The marriage of AI and big data paves the way for predictive analytics, enabling organizations to anticipate issues before they escalate, optimize operations, and make data-driven decisions in real-time.
Data Governance and Quality
Emerging technologies will also play a pivotal role in enhancing data governance and quality. Real-time data quality checks and advanced data governance frameworks will become indispensable as organizations strive to maintain data integrity amidst the burgeoning data volumes.
Preparing for the Future
The rapid evolution of data management technologies necessitates that organizations remain agile and forward-thinking. Adopting a proactive approach to data management, embracing emerging technologies, and investing in specialized Engineering Information solutions like RedEye, can equip organizations to ride the wave of digital transformation successfully. By fostering a culture of continuous learning and innovation, organizations can stay ahead of the curve, ensuring they are well-positioned to leverage the potential of future data management trends to their advantage.
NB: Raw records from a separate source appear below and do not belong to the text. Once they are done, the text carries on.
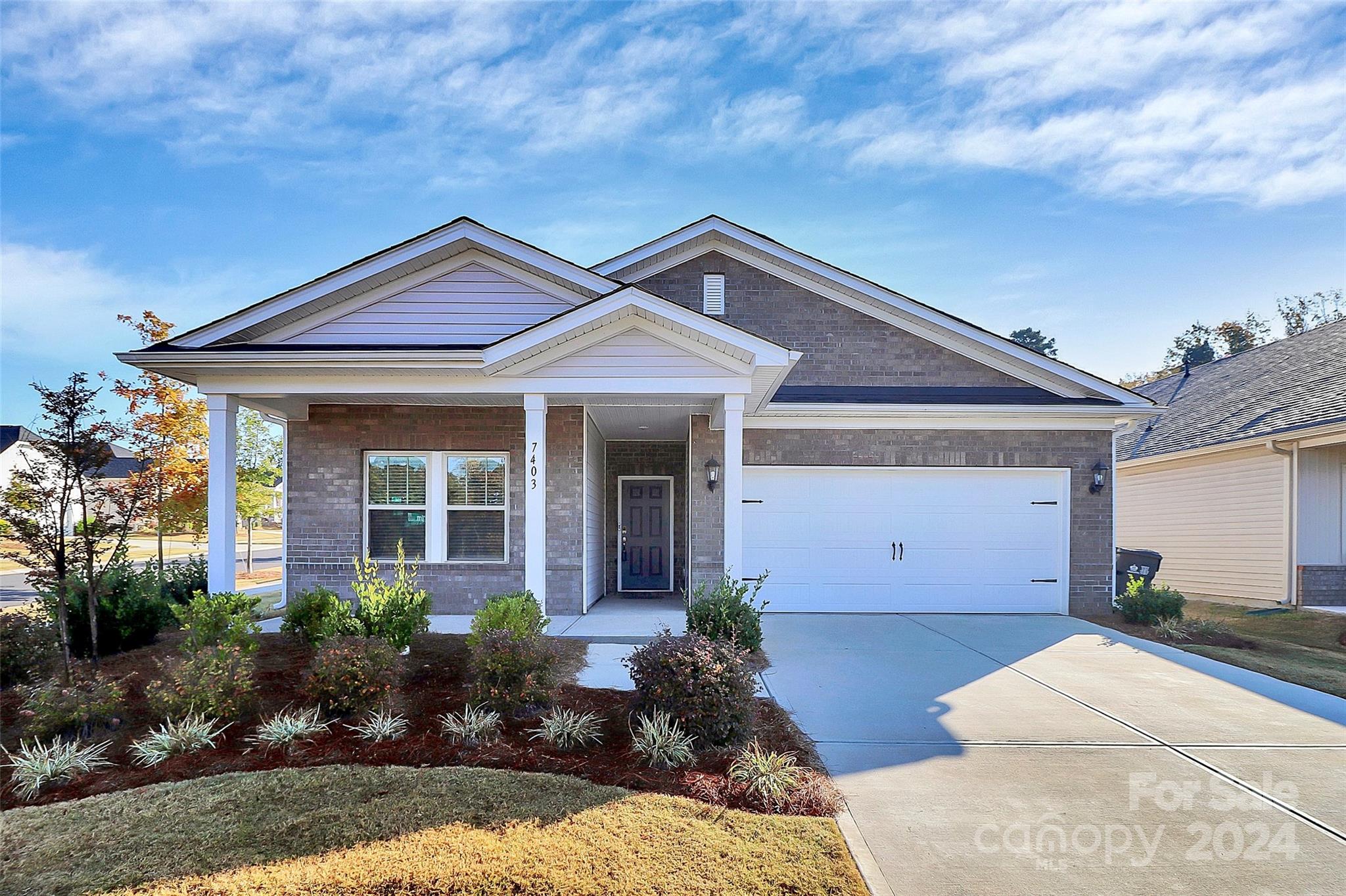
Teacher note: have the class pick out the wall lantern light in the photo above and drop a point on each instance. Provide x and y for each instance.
(712, 472)
(1100, 478)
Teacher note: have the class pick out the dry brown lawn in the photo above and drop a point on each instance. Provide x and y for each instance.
(349, 829)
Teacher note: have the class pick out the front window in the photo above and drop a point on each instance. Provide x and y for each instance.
(474, 525)
(467, 522)
(396, 505)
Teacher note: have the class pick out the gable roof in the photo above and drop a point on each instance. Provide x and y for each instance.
(10, 435)
(750, 246)
(386, 265)
(1265, 392)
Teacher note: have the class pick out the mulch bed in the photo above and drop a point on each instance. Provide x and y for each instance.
(434, 684)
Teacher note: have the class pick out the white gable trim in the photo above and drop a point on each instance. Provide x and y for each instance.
(720, 337)
(883, 304)
(728, 365)
(421, 277)
(392, 258)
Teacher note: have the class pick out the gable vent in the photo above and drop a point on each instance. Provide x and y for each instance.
(712, 294)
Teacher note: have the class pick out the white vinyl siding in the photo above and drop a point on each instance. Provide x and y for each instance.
(1322, 490)
(595, 510)
(630, 353)
(1218, 521)
(469, 305)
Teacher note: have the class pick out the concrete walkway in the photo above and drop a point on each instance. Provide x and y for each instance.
(1048, 755)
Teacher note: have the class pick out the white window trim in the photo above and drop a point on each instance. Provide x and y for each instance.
(436, 503)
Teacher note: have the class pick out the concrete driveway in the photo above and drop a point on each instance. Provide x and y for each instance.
(1049, 755)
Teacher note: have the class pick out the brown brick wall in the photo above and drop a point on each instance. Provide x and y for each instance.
(842, 347)
(649, 459)
(1090, 516)
(707, 536)
(325, 509)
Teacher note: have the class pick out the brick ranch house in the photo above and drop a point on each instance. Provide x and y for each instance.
(711, 400)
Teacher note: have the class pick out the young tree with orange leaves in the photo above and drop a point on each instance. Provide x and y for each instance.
(170, 432)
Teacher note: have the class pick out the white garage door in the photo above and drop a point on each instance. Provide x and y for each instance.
(908, 540)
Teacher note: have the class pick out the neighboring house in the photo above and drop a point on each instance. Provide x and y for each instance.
(16, 450)
(711, 400)
(1242, 483)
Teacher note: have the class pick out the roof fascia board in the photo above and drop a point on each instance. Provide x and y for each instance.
(299, 385)
(1305, 437)
(766, 351)
(932, 422)
(885, 296)
(388, 259)
(530, 362)
(411, 282)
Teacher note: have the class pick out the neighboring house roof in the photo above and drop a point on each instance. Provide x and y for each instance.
(10, 435)
(1265, 392)
(123, 459)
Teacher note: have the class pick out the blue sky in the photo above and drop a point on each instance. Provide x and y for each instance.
(1104, 173)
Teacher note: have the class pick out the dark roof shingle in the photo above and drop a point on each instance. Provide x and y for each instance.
(1274, 389)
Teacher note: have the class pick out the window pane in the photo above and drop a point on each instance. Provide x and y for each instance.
(475, 535)
(396, 481)
(477, 481)
(388, 526)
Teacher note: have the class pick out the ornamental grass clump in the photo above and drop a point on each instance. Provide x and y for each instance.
(473, 727)
(768, 776)
(569, 730)
(353, 675)
(38, 765)
(705, 685)
(290, 728)
(187, 735)
(381, 725)
(661, 742)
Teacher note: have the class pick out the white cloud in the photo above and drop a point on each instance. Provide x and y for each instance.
(1136, 100)
(62, 304)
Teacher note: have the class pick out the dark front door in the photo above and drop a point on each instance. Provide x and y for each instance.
(645, 536)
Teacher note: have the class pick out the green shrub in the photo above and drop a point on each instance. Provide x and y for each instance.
(1146, 606)
(318, 615)
(214, 681)
(131, 612)
(353, 675)
(730, 612)
(223, 619)
(705, 685)
(513, 675)
(30, 646)
(181, 580)
(516, 612)
(396, 610)
(77, 709)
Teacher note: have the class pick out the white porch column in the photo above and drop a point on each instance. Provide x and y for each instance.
(734, 483)
(221, 494)
(535, 497)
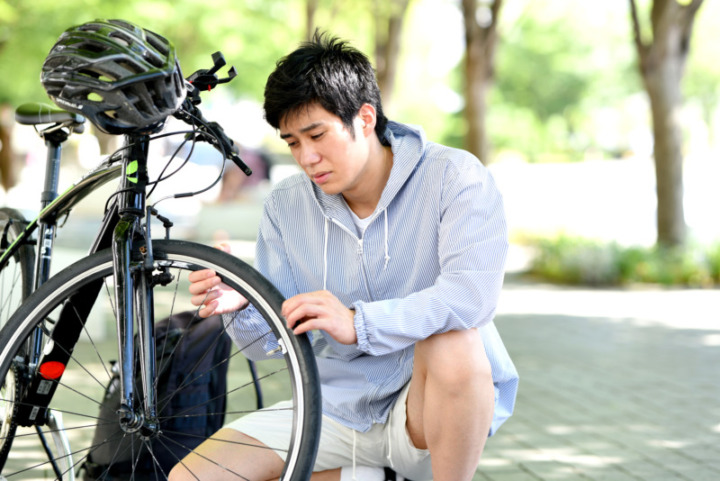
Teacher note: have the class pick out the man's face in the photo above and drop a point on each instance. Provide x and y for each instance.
(324, 148)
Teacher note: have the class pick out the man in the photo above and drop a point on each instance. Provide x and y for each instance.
(391, 250)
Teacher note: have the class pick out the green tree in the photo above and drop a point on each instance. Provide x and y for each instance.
(481, 21)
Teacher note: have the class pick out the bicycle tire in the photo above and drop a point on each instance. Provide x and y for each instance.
(85, 377)
(16, 284)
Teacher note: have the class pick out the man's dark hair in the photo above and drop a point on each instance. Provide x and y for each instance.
(326, 71)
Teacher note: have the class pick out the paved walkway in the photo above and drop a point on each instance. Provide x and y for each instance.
(615, 385)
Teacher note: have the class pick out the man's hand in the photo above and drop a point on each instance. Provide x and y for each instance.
(320, 310)
(211, 294)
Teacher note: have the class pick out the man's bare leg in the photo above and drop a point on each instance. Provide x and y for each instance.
(227, 452)
(451, 402)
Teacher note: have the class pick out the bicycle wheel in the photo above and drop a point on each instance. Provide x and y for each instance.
(77, 396)
(16, 283)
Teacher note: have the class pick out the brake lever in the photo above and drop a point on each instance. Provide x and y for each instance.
(206, 79)
(212, 133)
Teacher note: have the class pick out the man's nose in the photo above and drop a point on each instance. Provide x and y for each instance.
(308, 156)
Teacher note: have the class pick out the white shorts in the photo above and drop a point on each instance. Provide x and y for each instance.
(384, 445)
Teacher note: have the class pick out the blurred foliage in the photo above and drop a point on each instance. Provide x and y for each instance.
(566, 84)
(574, 260)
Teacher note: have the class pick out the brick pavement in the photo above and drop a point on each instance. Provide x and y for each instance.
(616, 384)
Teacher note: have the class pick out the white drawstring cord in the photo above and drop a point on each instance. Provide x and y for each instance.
(327, 228)
(354, 446)
(387, 250)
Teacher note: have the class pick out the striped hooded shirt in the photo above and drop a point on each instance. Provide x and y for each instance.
(431, 260)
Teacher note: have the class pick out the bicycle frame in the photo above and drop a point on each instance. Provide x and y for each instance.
(121, 228)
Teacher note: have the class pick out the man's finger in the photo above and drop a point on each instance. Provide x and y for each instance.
(201, 287)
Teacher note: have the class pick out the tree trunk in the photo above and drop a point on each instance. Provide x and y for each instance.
(480, 42)
(662, 65)
(389, 17)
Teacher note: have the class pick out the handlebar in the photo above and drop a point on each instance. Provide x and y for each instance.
(211, 132)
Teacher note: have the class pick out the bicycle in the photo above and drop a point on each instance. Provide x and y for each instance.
(60, 347)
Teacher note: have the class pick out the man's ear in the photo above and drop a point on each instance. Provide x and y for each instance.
(368, 118)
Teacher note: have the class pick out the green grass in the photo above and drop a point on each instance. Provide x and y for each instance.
(580, 261)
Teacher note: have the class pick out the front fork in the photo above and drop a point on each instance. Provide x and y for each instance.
(134, 299)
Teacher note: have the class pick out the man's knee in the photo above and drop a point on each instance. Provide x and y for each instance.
(455, 358)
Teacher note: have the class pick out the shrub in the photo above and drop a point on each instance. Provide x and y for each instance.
(573, 260)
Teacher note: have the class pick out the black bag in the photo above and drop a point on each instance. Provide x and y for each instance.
(197, 382)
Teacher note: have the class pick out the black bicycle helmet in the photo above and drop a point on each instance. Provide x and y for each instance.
(122, 78)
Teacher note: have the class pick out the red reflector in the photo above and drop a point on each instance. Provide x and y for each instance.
(52, 369)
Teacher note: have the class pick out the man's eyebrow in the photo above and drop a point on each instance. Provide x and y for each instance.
(303, 130)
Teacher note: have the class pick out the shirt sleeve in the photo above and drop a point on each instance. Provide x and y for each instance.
(472, 249)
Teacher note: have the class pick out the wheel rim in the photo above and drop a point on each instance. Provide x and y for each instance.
(88, 371)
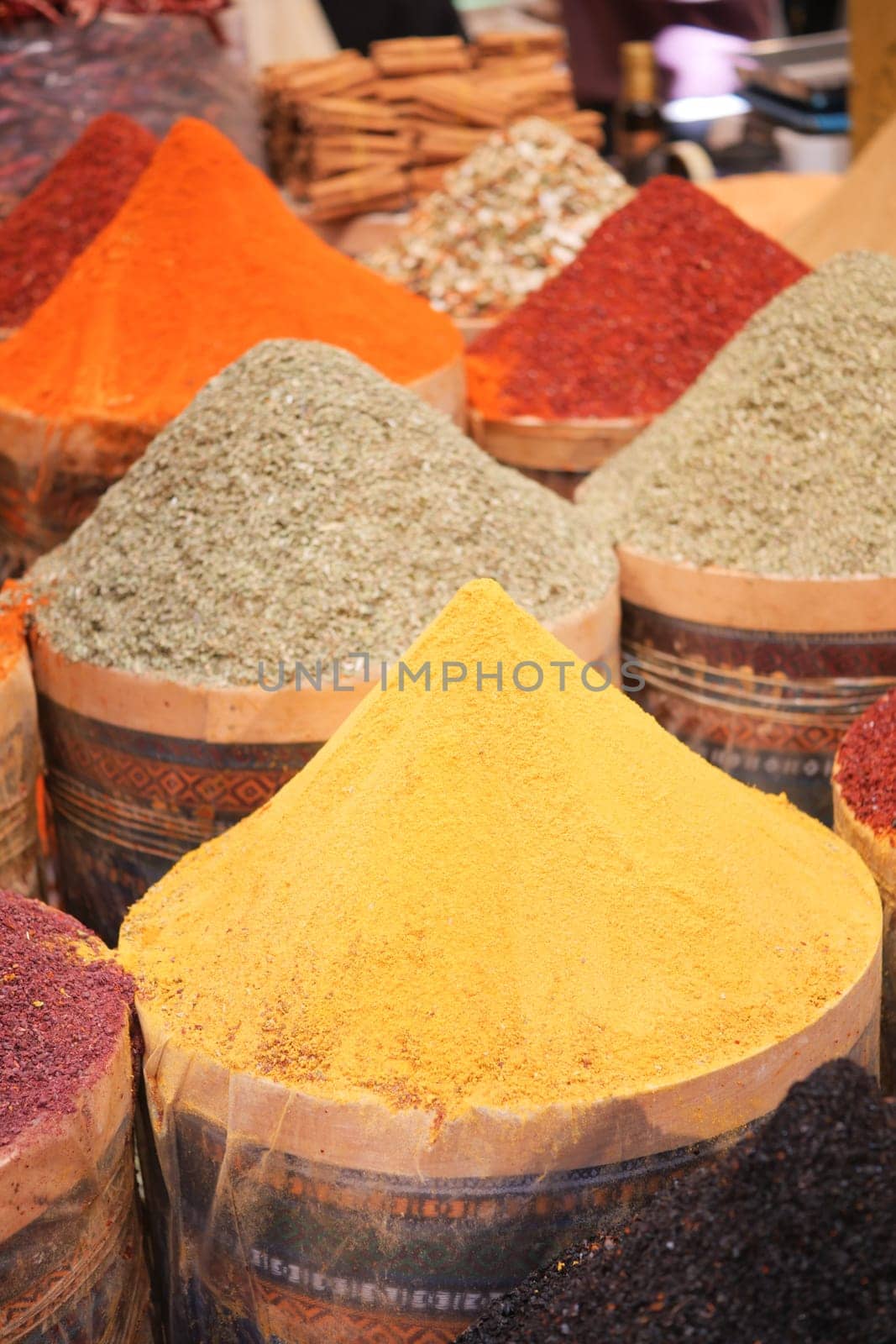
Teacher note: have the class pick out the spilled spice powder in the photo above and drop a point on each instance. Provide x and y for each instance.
(656, 292)
(62, 1005)
(63, 214)
(867, 768)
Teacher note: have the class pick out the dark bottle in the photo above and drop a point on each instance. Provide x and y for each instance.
(638, 120)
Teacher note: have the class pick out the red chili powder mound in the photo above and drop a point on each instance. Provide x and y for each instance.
(202, 262)
(654, 293)
(867, 768)
(65, 213)
(60, 1012)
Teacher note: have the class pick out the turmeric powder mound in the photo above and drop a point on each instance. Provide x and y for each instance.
(485, 895)
(201, 264)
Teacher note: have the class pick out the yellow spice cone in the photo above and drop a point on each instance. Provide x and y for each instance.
(506, 898)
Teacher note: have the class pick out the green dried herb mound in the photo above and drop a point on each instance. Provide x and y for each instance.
(781, 459)
(304, 507)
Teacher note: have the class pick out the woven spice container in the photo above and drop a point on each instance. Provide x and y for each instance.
(558, 454)
(140, 770)
(53, 475)
(20, 765)
(759, 675)
(289, 1218)
(71, 1260)
(879, 853)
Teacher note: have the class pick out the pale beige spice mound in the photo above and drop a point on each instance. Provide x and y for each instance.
(781, 459)
(304, 507)
(513, 213)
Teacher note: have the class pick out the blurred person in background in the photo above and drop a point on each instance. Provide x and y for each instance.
(694, 44)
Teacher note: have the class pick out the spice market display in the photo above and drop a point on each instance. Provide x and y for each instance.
(432, 960)
(352, 134)
(201, 264)
(165, 585)
(508, 217)
(63, 214)
(70, 1240)
(626, 327)
(755, 531)
(789, 1236)
(781, 460)
(866, 816)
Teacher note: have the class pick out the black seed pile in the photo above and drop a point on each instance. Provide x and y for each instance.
(790, 1238)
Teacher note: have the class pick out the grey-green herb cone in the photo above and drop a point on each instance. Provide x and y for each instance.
(304, 507)
(782, 456)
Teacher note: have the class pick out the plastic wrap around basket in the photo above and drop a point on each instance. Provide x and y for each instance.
(141, 770)
(53, 475)
(880, 855)
(759, 675)
(298, 1221)
(71, 1258)
(20, 765)
(557, 454)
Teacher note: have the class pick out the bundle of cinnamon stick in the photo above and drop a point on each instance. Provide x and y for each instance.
(356, 134)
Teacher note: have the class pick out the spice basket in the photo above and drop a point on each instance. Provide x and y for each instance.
(20, 765)
(445, 389)
(880, 857)
(558, 454)
(291, 1218)
(140, 770)
(51, 475)
(759, 675)
(71, 1260)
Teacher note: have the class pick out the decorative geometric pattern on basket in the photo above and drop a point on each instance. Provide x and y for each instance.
(768, 709)
(129, 804)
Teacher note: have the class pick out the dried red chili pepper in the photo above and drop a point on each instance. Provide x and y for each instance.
(66, 212)
(60, 1012)
(656, 292)
(867, 768)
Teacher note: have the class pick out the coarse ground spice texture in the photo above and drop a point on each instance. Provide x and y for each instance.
(63, 214)
(654, 293)
(342, 515)
(513, 213)
(62, 1007)
(788, 1240)
(203, 261)
(782, 457)
(867, 768)
(469, 898)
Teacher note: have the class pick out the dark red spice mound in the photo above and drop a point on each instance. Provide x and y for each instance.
(788, 1240)
(60, 1012)
(867, 768)
(65, 213)
(654, 293)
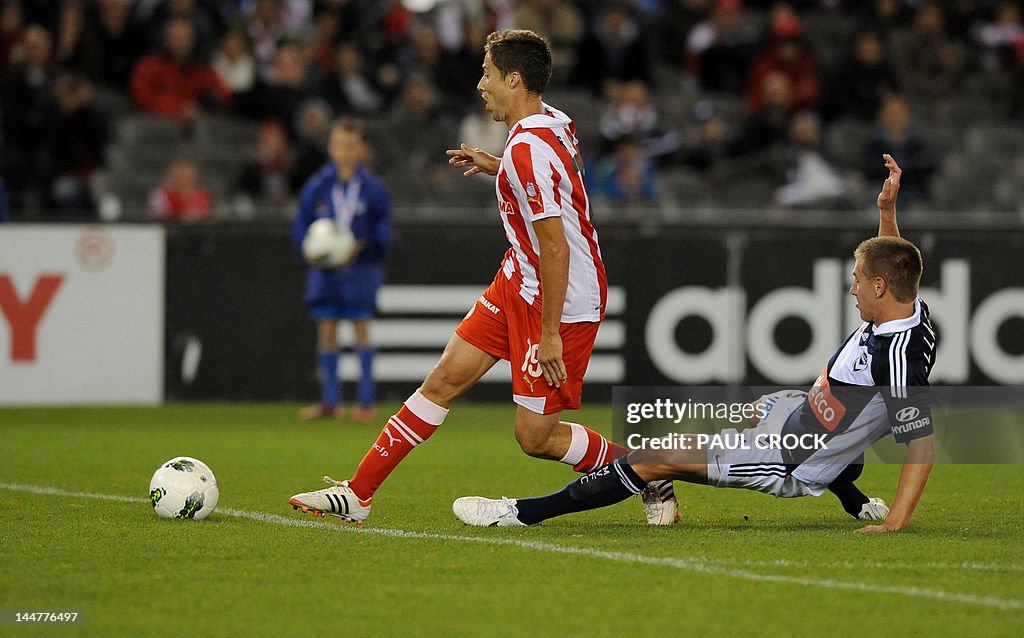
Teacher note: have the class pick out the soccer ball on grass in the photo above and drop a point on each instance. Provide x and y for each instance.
(183, 487)
(328, 245)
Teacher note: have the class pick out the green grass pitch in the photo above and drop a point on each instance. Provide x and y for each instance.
(739, 564)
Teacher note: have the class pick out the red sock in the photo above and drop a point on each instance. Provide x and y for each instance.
(589, 451)
(414, 424)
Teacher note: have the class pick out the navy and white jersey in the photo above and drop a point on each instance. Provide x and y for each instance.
(875, 384)
(363, 204)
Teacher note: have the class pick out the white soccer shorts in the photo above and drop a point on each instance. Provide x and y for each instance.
(743, 464)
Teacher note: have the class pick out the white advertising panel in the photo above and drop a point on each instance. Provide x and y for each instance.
(81, 314)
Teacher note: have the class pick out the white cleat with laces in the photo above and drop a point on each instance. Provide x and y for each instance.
(338, 500)
(482, 512)
(659, 503)
(875, 509)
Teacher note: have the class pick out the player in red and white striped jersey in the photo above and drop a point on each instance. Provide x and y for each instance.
(541, 312)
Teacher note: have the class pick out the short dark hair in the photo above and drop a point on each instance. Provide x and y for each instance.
(350, 125)
(895, 260)
(522, 51)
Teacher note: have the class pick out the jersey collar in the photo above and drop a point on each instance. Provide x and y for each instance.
(895, 326)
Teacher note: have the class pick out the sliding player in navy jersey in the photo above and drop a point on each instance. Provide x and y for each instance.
(872, 385)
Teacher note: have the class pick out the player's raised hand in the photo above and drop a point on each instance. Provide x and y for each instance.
(474, 160)
(890, 187)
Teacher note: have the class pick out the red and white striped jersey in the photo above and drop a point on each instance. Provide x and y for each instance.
(542, 176)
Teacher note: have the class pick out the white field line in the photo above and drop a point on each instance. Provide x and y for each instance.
(690, 564)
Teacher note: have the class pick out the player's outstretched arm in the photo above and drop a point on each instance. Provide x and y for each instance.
(887, 199)
(474, 160)
(916, 467)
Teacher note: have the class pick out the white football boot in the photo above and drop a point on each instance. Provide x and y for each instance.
(659, 503)
(482, 512)
(338, 500)
(875, 509)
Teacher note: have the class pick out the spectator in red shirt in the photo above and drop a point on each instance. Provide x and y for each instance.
(788, 54)
(180, 198)
(174, 84)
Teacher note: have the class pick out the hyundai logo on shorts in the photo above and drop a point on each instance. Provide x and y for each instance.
(907, 414)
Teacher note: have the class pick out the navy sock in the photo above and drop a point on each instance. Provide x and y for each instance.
(605, 485)
(367, 385)
(329, 370)
(849, 495)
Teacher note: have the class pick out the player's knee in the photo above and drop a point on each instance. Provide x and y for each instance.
(440, 386)
(532, 443)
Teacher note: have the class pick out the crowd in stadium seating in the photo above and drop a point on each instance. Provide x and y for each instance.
(680, 102)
The exponential growth of data presents both an opportunity and a challenge. On the one hand, data can provide invaluable insights that drive innovation and efficiency. On the other hand, the management of this data, especially unwanted or redundant data, can have a profound impact on an organization's bottom line. While generic DMSs like SharePoint offer basic data management features, they are inadequate for specialized needs, particularly for managing complex engineering drawings.
As industries increasingly rely on complex and voluminous data, the need for specialized solutions like RedEye becomes not just preferable but essential. With features tailored to the unique demands of asset-heavy and critical infrastructure sectors, RedEye offers a solution that can significantly reduce costs and improve operational efficiency.
It's time to tackle the issue of unwanted data before it becomes an impossible problem. The future is not just about collecting more data but managing it more effectively. And that begins with choosing the right EDMS for your specific needs.